The Ministry of Health has launched a door-to-door Covid-19 vaccination exercise in a renewed campaign to curb Covid-19 hospitalisation and deaths.
Launching the campaign in Mpigi Town on Saturday, Dr Diana Atwine, the permanent secretary Ministry of Health, said health workers are going to work closely with the members of the village health teams (VHTs) to reach out to all unvaccinated residents including the elderly who failed to access vaccination centres.
"I call upon all residents of Mpigi and other areas to go and get vaccinated so that we don’t get into another lockdown," she said.
Dr Atwine said the Ministry currently has 13 million doses of vaccines to enable them to execute the exercise.
She said the campaign is targeting areas of Greater Mpigi, Masaka, Kampala, Karamoja, Kapchorwa, Bugisu, Bukedea and Busoga.
Dr Atwine dismissed circulating reports in some areas that the vaccines make men impotent.

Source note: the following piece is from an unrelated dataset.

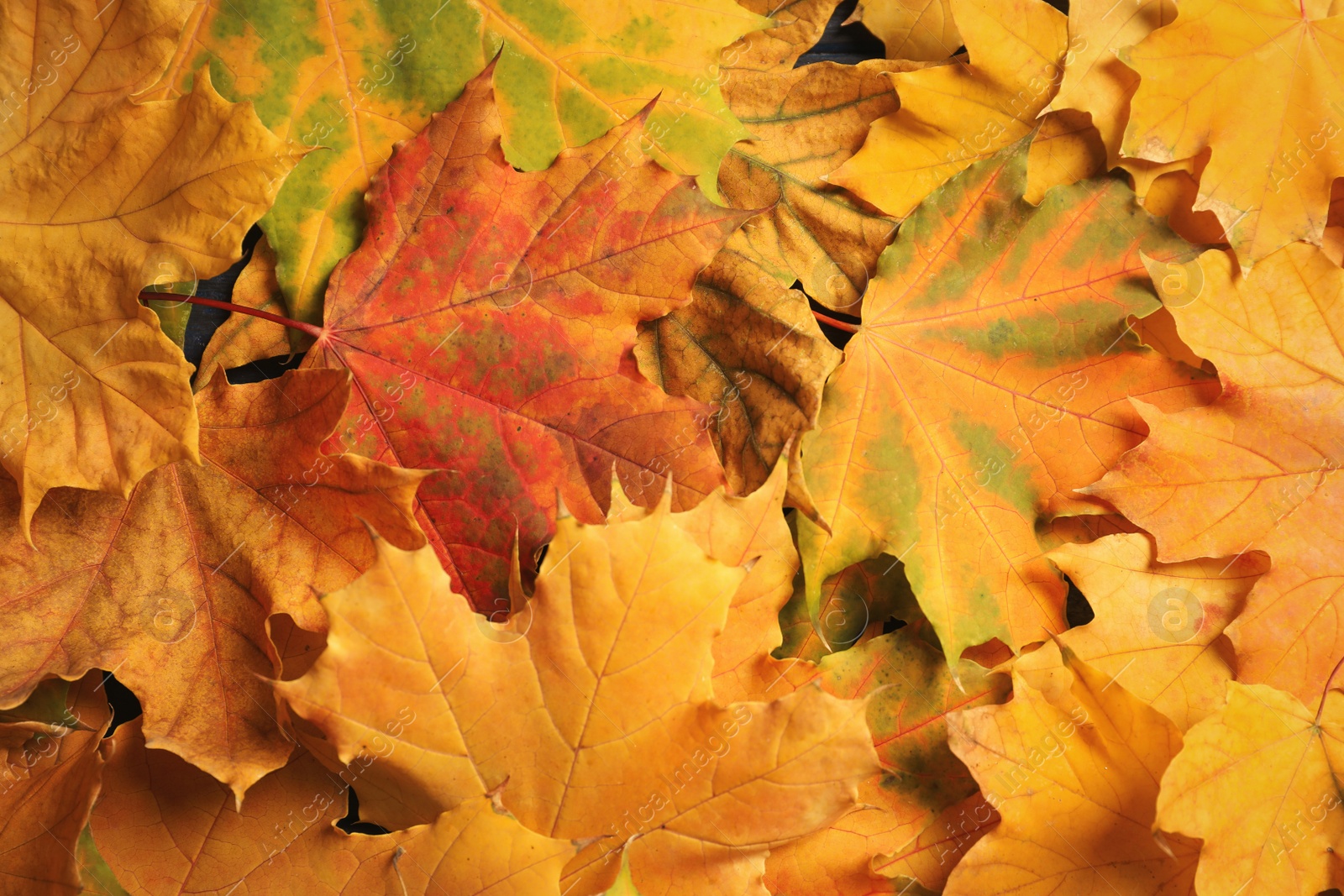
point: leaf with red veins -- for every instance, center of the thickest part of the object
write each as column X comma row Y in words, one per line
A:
column 488, row 320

“I have been hearing men saying that they won’t get vaccinated because they fear losing their sexual appetite, this is not true," she said.

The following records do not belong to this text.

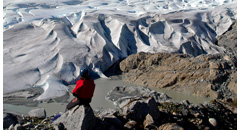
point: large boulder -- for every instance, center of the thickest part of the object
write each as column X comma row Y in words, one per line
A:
column 135, row 103
column 204, row 75
column 78, row 118
column 138, row 109
column 37, row 113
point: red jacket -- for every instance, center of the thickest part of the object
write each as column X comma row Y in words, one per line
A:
column 84, row 88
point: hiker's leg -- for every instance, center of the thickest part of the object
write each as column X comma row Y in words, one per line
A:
column 85, row 102
column 72, row 104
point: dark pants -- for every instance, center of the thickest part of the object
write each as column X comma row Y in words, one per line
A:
column 78, row 101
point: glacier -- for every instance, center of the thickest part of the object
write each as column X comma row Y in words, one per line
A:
column 45, row 43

Dr Margret Nanozi, the Mpigi District health officer said only 47 per cent of the targeted population in the district have been vaccinated fully.
“Our target as a district is to vaccinate 2.6 million people during this exercise. We have decided to move door-to-door in order to get all people including persons with disabilities and elderly who cannot make it to vaccination centres,” Dr Nanozi said.
On Thursday, the government came up with a Bill that will make it compulsory for Ugandans to get vaccinated or be fined Shs4 million or be jailed for six months or both, for refusal to comply.
The Public Health (Amendment) Bill, 2021 has since been tabled before Parliament.
The Bill suggests that any persons opposed to the mandatory vaccination exercise as put in place by the government through the Ministry of Health at any administrative unit in the country will be fined 200 currency points, which translates into Shs4m.
Last month, the government announced the resumption of mass Covid-19 vaccination in Masaka, Karamoja, and other areas in eastern Uganda.
The exercise had been suspended to concentrate on nationwide mass polio immunization, but routine Covid-19 has been going on at health facilities across the country.
Information from the Ministry of Health indicates that the country has so far vaccinated 48 per cent of the target which is 22 million Ugandans.
The ministry has also started administering booster doses to the elderly and those with comorbidities who have completed six months since full vaccination.
Since the outbreak of the pandemic in March 2020, a total of 3,483 of the 162,136 who have been infected, have succumbed to the virus.